Chaque fois, c'est pareil, le problème refait surface. Lors de la deuxième rencontre de parents annuelle, ils se réveillent et se questionnent enfin sur une aberration majeure de notre corpus éducationnel post-réforme : « Monsieur le professeur, est-ce que je me trompe ou le cours d'histoire du Canada que vous donnez en 4e secondaire ressemble étrangement au cours d'histoire du Canada que mon enfant a reçu l'année dernière ? Est-ce normal qu'encore cette année, ma fille étudie la sédentarité des Iroquois, les conséquences de la Conquête anglaise et le baby-boom des années 1950? ».

Réalité désolante, mais selon moi trop peu décriée par les acteurs du milieu de l'éducation, les conséquences de la nouvelle réforme scolaire sur l'enseignement de l'histoire au secondaire sont regrettables à bien des égards.

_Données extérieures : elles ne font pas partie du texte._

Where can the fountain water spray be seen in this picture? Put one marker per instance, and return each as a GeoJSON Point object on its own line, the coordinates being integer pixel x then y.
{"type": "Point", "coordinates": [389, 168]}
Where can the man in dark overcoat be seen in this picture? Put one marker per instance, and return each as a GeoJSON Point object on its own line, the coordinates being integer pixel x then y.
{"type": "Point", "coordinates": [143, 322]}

En effet, non seulement les étudiants reçoivent pendant deux années consécutives les mêmes notions historiques sur l'histoire de leur pays, mais surtout, en conséquence à cette redondance, ils obtiennent leur diplôme au prix d'une aversion déplorable envers le domaine historique en général.

Pour expliquer ce phénomène, nous devons tout d'abord revenir à la période de transition pendant laquelle le ministère de l'Éducation décide de redonner ses lettres de noblesse à l'histoire nationale. Pour ce faire, le cours d'histoire du Canada s'enseignera désormais sur deux années plutôt qu'une seule. À la suite du retrait de l'ancien cours de géographie de 3e secondaire (ne nous posons plus de question à savoir pourquoi nos jeunes croient que la Saskatchewan est une ville en Afghanistan...), nous étions plusieurs enseignants à nous questionner sur la forme que prendrait ce nouveau cours devant régler les lacunes des jeunes québécois sur leur histoire nationale : est-ce que le cours d'histoire du Canada se donnera désormais sur deux ans, laissant ainsi plus de latitude aux professeurs pour enseigner une matière non seulement complexe, mais également très dense pour être inculquée en une seule année ? Est-ce que le Ministère utilisera judicieusement cette année supplémentaire pour enseigner aux jeunes les enjeux de l'histoire canadienne contemporaine, en l'occurrence, tout ce qui s'est déroulé au Québec depuis 1995 et qui n'est pas présent dans les anciens manuels ?

Eh bien non, comme je le décèle aujourd'hui, cette seconde année d'histoire nationale (3e secondaire) n'est rien de moins qu'une copie carbone de l'ancien cours d'histoire du Canada enseigné depuis la nuit des temps en 4e secondaire. Dans ces deux cours, la période historique analysée débute avec l'arrivée des Autochtones en Amérique et se termine avec le Québec post-référendaire.

Oui, l'enseignement de l'histoire nationale se fait désormais par thème en 4e secondaire plutôt que par chronologie comme c'est le cas en 3e secondaire, mais les connaissances acquises pendant ces deux années restent les mêmes.

Ajoutez à cette « redondance d'apprentissages » une matière relativement indigeste pour un adolescent de 13-14 ans, et vous obtenez le mélange parfait à un désintéressement total vis-à-vis l'histoire avec un grand H.

Car ne nous voilons pas la face : même si son apprentissage est impératif, l'histoire du Canada est loin d'être aussi palpitante que ces nombreuses épopées historiques constamment quémandées par les jeunes et omises au secondaire, ne serait-ce que la Seconde Guerre mondiale, la guerre froide, le conflit israélo-palestinien, le génocide rwandais ou la lutte contre le terrorisme (assurément tous de pertinents sujets qui, rassemblés dans un même cours, pourraient remplacer un des deux cours d'histoire identiques !). Cette surdose d'histoire canadienne empiétant sur les grands conflits contemporains, ne nous demandons plus pourquoi les générations montantes n'ont jamais entendu parler de Gandhi, Staline, Mandela ou Castro.

J'aime mon métier et j'adore enseigner l'histoire nationale. Par contre, devoir chaque année, en 4e secondaire, justifier à mes élèves pourquoi je radote encore une fois les mêmes histoires d'Algonquiens, de Jean Talon et de Révolution tranquille me laisse un goût amer sur les lèvres. Nos jeunes méritent mieux - l'Histoire mérite mieux.